Plasma Potassium Negatively Regulates Abundance of the Thaizide Sensitive Sodium-Chloride Cotransporter in Humans

Presentation Number: OR10-4
Date of Presentation: April 3rd, 2017

Martin Wolley*1, Aihua Wu1, Samuel Xu1, Robert A Fenton2, Richard Gordon1 and Michael Stowasser3
1University of Queensland School of Medicine, Brisbane, Australia, 2University of Aarhus, Aarhus, Denmark, 3Univ of Queensland Dept of Med, Brisbane QLD, Australia


Background: The thiazide sensitive sodium-chloride cotransporter (NCC) is important for sodium reabsorption and blood pressure. With-no-lysine-kinase 4 (WNK4) is now thought to be an important regulator of NCC, and is mutated in some cases of Gordon’s syndrome, causing hypertension and hyperkalaemia. We have previously demonstrated that WNK4 and NCC in human urinary exosomes appears to be sensitive to mineralocorticoids, but recent animal studies suggest that potassium is a dominant regulator of NCC, possibly via regulation of WNK4.

Aims: To determine associations between plasma potassium, NCC and associated proteins in patients during workup for primary aldosteronism.

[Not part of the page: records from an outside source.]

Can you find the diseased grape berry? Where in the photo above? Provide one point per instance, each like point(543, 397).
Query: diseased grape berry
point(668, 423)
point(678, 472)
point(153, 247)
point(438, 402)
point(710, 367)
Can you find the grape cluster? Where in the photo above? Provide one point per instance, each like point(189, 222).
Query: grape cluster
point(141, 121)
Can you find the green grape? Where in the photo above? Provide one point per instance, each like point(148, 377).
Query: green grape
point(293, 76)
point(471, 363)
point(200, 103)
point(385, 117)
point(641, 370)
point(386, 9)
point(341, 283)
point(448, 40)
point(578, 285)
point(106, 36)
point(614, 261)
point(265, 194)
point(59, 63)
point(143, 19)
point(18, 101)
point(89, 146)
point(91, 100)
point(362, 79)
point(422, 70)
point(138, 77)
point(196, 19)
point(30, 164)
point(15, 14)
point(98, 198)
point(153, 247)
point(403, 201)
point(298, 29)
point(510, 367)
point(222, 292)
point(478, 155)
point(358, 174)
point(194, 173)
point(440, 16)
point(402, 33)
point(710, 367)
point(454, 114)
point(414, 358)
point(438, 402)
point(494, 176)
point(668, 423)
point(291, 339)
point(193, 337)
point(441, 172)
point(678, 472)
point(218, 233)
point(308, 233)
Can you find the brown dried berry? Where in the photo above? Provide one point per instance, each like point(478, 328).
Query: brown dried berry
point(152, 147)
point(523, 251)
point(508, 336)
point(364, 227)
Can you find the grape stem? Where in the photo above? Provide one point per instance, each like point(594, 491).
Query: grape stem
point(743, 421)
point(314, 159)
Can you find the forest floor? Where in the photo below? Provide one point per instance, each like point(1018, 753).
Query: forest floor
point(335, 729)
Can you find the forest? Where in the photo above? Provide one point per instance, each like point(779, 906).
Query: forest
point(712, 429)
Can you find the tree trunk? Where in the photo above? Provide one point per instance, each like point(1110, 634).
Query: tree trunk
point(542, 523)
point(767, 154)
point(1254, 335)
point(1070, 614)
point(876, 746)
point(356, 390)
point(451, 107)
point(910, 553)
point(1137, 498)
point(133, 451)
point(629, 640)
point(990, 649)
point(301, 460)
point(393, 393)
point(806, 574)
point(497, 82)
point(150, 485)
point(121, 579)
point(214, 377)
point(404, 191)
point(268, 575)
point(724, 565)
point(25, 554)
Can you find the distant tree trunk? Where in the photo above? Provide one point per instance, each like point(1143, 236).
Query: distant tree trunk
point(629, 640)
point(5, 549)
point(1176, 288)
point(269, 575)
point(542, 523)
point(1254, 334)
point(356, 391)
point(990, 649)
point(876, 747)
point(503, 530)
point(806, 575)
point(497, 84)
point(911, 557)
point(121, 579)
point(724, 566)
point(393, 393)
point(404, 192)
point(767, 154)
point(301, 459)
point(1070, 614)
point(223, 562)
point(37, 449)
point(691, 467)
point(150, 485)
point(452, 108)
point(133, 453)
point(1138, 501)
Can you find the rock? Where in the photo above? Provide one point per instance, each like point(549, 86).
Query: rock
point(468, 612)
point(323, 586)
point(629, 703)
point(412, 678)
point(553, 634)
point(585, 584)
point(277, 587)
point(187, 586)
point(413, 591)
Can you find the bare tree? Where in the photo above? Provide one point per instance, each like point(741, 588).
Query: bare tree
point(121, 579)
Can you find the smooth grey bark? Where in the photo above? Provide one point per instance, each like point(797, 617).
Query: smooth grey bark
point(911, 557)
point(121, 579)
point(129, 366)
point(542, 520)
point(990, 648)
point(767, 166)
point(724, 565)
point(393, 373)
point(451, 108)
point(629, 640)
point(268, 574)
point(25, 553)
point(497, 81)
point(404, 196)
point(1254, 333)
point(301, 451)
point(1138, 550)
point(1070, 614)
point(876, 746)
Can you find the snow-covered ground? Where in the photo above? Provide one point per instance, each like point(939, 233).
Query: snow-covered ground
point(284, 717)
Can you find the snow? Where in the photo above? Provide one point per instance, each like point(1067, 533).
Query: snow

Methods: We isolated urinary exosomes from 26 subjects (20 with primary aldosteronism and 6 cured after adrenalectomy for aldosterone producing adenoma), before fludrocortisone suppression testing and again after 3 days of fludrocortisone administration, and quantified abundance of NCC, phosphorylated NCC (pNCC) and WNK4 by western blot.

Results: The patients with cured primary aldosteronism had lower aldosterone (144pmol/L vs 643, p<0.001 and a higher potassium (4.7mmol/L vs 3.6, p<0.001) compared to those with primary aldosteronism. NCC was >4 fold, pNCC was >5.5 fold, and WNK4 was >6 fold higher in patients with primary aldosteronism compared to those who had been cured (p<0.05 for all). There were very strong negative correlations at baseline between plasma potassium and WNK4 (R2=0.57, p<0.001), NCC (R2=0.66, p<0.001) and pNCC (R2=0.43, p<0.01). There were weaker positive associations between plasma aldosterone and NCC (R2=0.34, p<0.01) and WNK4 R2=0.24, p=0.03). After 3 days of fludrocortisone administration however there was no apparent relationship between potassium and abundance of NCC, WNK4 or pNCC.

Conclusion: NCC and its phosphorylated form pNCC are upregulated in primary aldosteronism, along with the regulatory kinase WNK4. Plasma potassium is closely related to the abundance of WNK4, NCC and pNCC, suggesting that potassium plays a role in NCC regulation, but might be over-ridden by mineralocorticoid stimulation in some circumstances.